Cowboy and drifter Frank Clifford lived a lot of lives—and raised a lot of hell—in the first quarter of his life. The number of times he changed his name—Clifford being just one of them—suggests that he often traveled just steps ahead of the law. During the 1870s and 1880s his restless spirit led him all over the Southwest, crossing the paths of many of the era’s most notorious characters, most notably Clay Allison and Billy the Kid.

More than just an entertaining and informative narrative of his Wild West adventures, Clifford’s memoir also paints a picture of how ranchers and ordinary folk lived, worked, and stayed alive during those tumultuous years. Written in 1940 and edited and annotated by Frederick Nolan, Deep Trails in the Old West is likely one of the last eyewitness histories of the old West ever to be discovered.
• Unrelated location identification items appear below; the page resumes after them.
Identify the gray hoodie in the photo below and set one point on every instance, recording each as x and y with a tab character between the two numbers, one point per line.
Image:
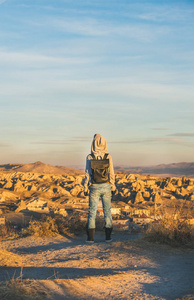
99	149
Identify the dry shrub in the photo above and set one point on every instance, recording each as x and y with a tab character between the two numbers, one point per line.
51	226
8	259
45	227
19	289
172	228
6	230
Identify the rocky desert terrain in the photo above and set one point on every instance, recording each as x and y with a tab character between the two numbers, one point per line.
46	191
65	267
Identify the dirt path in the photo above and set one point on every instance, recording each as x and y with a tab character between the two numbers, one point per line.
123	269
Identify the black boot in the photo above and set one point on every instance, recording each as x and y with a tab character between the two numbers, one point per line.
90	235
108	234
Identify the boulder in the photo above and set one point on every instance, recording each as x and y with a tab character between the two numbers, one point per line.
139	198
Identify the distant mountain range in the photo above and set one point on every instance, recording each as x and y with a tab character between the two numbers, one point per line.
174	169
39	167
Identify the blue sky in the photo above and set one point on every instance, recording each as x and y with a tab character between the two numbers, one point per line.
70	69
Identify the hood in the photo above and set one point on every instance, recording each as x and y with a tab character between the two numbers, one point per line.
99	145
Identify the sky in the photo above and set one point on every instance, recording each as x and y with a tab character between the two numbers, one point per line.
70	69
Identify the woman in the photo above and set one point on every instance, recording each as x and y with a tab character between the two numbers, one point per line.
99	182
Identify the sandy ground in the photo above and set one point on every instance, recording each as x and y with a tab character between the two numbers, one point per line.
127	268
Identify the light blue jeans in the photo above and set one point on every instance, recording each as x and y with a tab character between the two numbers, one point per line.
97	191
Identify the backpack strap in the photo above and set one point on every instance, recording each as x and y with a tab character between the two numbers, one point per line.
106	155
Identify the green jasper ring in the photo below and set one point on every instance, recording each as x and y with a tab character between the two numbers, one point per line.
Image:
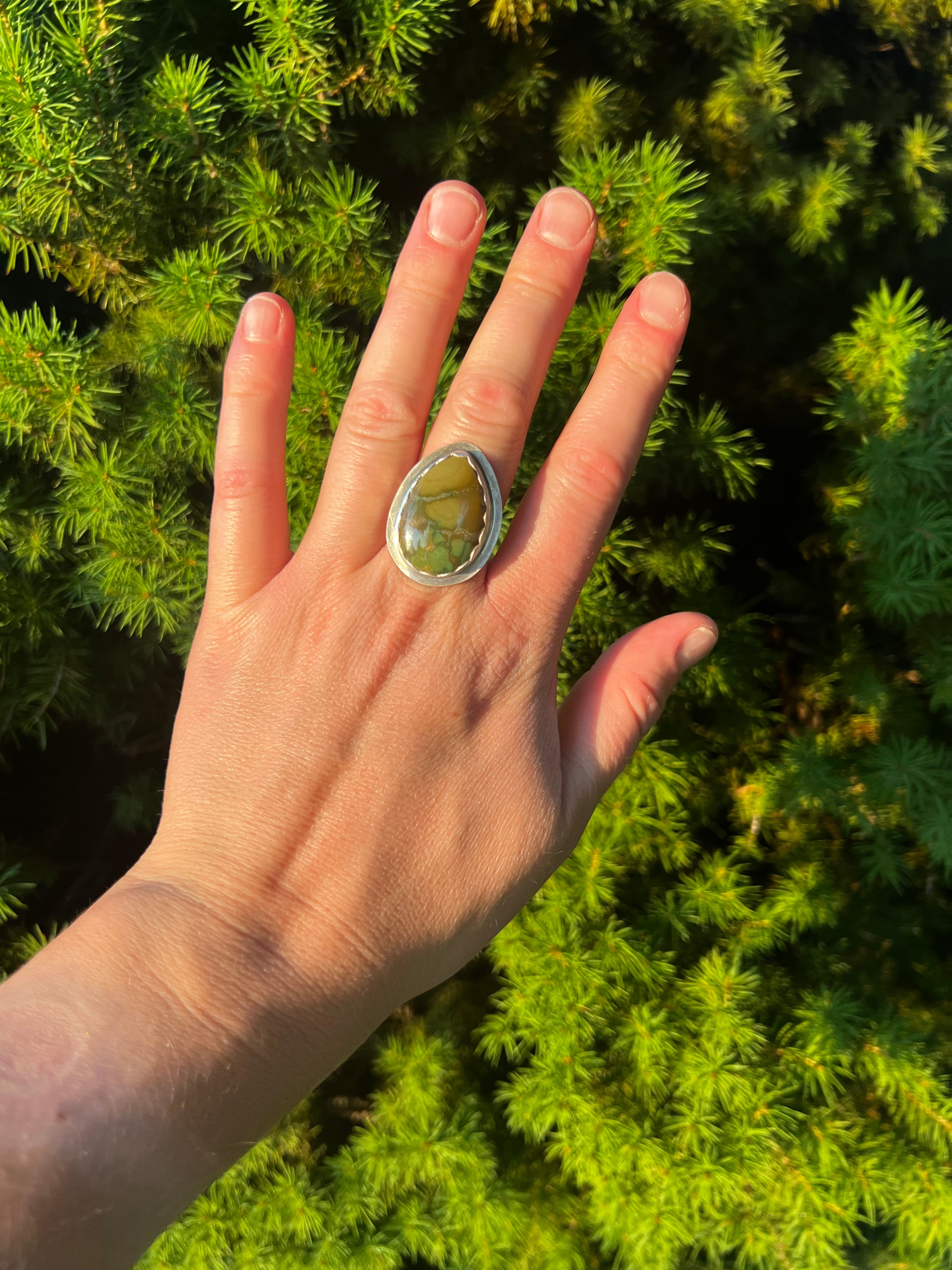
446	518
As Frank Clifford, the author rode with outlaw Clay Allison’s Colfax County vigilantes, traveled with Charlie Siringo, cowboyed on the Bell Ranch, contended with Apaches, and mined for gold in Hillsboro. In 1880 he was one of the Panhandle cowboys sent into New Mexico to recover cattle stolen by Billy the Kid and his compañeros—and in the process he got to know the Kid dangerously well.

In unveiling this work, Nolan faithfully preserves Clifford’s own words, providing helpful annotation without censoring either the author’s strong opinions or his racial biases. For all its roughness, Deep Trails in the Old West is a rich resource of frontier lore, customs, and manners, told by a man who saw the Old West at its wildest—and lived to tell the tale.